Tuesday, June 26, 2007

Quentin Davies



Journos and other political tragics have been primed for news of political defections over the last few weeks. The direction of travel was supposed to be from the Liberal Democrats to the Conservatives. Well, Quentin Davies, the Europhile MP for Grantham has confounded them by choosing the day before Gordon Brown's ascension to the Premiership to defect from the Tories to the Labour Party.

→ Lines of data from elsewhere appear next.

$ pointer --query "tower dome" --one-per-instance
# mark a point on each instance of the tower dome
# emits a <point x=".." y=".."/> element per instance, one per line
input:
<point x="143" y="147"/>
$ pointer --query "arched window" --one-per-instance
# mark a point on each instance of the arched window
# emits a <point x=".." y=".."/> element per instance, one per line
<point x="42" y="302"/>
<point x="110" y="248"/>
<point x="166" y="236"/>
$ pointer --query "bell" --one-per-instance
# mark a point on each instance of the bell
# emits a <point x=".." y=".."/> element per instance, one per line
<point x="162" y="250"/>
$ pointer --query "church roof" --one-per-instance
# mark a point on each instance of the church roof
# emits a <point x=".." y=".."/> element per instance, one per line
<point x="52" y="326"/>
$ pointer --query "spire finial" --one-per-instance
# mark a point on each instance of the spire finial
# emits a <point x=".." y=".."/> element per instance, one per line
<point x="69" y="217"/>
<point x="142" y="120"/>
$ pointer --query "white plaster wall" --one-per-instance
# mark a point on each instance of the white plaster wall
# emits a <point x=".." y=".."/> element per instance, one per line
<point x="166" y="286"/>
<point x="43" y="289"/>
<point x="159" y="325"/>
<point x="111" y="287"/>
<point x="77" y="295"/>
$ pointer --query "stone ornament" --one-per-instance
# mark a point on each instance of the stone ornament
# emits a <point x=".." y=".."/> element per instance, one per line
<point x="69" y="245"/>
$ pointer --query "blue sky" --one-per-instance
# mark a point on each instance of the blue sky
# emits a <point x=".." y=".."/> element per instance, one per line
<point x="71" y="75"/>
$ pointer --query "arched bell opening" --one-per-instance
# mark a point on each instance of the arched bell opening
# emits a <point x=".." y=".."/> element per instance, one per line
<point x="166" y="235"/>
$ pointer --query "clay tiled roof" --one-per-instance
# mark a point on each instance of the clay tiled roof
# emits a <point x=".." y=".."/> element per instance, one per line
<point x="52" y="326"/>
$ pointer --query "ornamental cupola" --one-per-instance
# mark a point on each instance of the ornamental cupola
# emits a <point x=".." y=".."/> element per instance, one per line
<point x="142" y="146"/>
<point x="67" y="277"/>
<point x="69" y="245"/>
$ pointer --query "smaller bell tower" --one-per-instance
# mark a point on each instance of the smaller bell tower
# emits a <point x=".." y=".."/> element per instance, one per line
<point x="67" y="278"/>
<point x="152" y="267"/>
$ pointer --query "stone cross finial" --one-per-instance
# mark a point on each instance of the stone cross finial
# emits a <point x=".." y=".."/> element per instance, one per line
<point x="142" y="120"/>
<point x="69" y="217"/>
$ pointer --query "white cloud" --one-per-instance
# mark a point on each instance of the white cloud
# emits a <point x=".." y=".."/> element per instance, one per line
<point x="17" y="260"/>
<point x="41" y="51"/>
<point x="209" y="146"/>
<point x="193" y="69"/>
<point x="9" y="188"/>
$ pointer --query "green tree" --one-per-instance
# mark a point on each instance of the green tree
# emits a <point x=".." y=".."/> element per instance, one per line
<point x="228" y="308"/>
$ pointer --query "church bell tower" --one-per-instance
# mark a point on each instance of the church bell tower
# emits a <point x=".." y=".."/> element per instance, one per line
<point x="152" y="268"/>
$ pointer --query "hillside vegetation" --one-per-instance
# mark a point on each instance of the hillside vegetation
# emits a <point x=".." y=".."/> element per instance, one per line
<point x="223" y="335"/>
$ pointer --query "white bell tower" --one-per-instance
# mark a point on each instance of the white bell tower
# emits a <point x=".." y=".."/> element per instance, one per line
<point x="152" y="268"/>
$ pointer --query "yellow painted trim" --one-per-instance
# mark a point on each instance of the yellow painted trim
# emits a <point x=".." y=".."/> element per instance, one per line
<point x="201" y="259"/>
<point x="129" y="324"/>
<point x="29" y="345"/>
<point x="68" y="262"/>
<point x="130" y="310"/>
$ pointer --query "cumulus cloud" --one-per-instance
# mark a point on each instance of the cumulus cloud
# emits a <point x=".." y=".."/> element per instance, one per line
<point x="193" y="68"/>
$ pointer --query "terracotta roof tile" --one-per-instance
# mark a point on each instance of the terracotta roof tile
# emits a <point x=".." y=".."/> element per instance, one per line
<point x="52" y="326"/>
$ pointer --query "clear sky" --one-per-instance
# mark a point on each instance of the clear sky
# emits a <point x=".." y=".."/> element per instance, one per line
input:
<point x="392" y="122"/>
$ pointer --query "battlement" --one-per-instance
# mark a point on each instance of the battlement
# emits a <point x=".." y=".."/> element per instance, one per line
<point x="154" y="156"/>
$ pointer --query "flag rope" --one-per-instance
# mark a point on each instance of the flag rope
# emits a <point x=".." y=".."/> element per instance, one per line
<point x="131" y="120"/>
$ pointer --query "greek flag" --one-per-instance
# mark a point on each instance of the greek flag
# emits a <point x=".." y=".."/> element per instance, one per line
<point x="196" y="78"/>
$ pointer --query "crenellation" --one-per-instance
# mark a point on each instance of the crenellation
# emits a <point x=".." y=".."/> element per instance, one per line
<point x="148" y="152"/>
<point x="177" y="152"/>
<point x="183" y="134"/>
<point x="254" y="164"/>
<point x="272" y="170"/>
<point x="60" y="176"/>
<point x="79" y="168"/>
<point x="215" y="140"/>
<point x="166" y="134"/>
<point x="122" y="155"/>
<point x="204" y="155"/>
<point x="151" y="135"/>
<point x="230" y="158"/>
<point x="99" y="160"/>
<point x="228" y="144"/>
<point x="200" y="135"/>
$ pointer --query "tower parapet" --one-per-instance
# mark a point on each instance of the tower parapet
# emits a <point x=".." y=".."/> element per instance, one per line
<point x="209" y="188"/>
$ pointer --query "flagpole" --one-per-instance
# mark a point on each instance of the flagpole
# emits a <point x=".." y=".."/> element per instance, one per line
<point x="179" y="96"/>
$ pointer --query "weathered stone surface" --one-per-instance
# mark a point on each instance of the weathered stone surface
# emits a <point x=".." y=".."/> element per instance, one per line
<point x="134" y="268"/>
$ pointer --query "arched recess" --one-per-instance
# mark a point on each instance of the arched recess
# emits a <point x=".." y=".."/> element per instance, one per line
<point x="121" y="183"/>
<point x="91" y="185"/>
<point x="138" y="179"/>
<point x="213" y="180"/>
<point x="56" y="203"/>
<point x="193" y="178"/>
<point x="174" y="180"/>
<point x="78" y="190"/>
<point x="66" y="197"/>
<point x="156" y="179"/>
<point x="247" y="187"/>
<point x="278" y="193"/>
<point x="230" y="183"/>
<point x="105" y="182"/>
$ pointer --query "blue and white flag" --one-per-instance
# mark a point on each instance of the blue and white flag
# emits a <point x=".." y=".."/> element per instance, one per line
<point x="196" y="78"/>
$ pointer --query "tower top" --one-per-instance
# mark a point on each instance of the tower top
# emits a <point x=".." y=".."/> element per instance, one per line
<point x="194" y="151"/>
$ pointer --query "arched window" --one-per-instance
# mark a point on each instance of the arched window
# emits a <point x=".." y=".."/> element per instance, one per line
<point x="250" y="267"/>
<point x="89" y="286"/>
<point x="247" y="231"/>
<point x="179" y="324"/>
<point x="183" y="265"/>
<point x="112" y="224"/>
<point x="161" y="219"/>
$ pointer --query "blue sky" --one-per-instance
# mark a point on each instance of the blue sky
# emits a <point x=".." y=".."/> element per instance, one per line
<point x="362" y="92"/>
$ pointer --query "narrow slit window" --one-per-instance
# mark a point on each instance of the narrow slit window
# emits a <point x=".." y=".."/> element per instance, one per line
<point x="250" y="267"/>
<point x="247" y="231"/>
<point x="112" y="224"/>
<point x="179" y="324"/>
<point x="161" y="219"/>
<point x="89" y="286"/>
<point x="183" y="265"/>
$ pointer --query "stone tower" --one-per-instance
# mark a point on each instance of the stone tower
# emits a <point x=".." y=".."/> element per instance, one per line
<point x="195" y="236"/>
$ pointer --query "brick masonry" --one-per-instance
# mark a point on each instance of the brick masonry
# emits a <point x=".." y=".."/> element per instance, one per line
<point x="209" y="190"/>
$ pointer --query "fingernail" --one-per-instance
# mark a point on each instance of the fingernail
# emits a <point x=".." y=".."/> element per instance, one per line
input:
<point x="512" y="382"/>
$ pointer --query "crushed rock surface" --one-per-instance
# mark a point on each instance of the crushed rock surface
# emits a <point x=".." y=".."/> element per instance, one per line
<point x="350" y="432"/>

Apart from wondering whether this the first recorded occasion of a rat joining a sinking ship, what the hell is Davis up to? In his published letter he talks of his disillusion with a party which “appears to me to have ceased collectively to believe in anything, or to stand for anything. It has no bedrock. It exists on shifting sands. A sense of mission has been replaced by a PR agenda." Which mission is he talking about exactly? That of William Hague? Duncan Smith? Davies was a shadow minister for both. Does he really believe that the Tories are less possessed of coherent policies than under IDS? Or is this merely the move of someone desperate for a little limelight? It's not good news for Cameron, whatever the motive.
UPDATE: Blimey, what a pompous ass
Believe it or not, I have no personal animus against you. You have always been perfectly courteous in our dealings. You are intelligent and charming.
As you know, however, I never supported you for the leadership of the party - even when, after my preferred candidate, Ken Clarke, had been defeated in the first round, it was blindingly obvious that you were going to win.
Nor, for the same reasons, have I ever sought office in your shadow administration.
Although you have many positive qualities you have three, superficiality, unreliability and an apparent lack of any clear convictions, which in my view ought to exclude you from the position of national leadership to which you aspire and which it is the presumed purpose of the Conservative party to achieve.
Believing that as I do, I clearly cannot honestly remain in the party. I do not intend to leave public life.
On the contrary I am looking forward to joining another party with which I have found increasingly I am naturally in agreement and which has just acquired a leader I have always greatly admired, who I believe is entirely straightforward, and who has a towering record, and a clear vision for the future of our country which I fully share.
Because my constituents, to whose interests of course I remain devoted, are entitled to know the full background, I am releasing this letter to the press.
So devoted is he, that I'm sure we can expect a bye-election so that his constituent can register their approval of his move.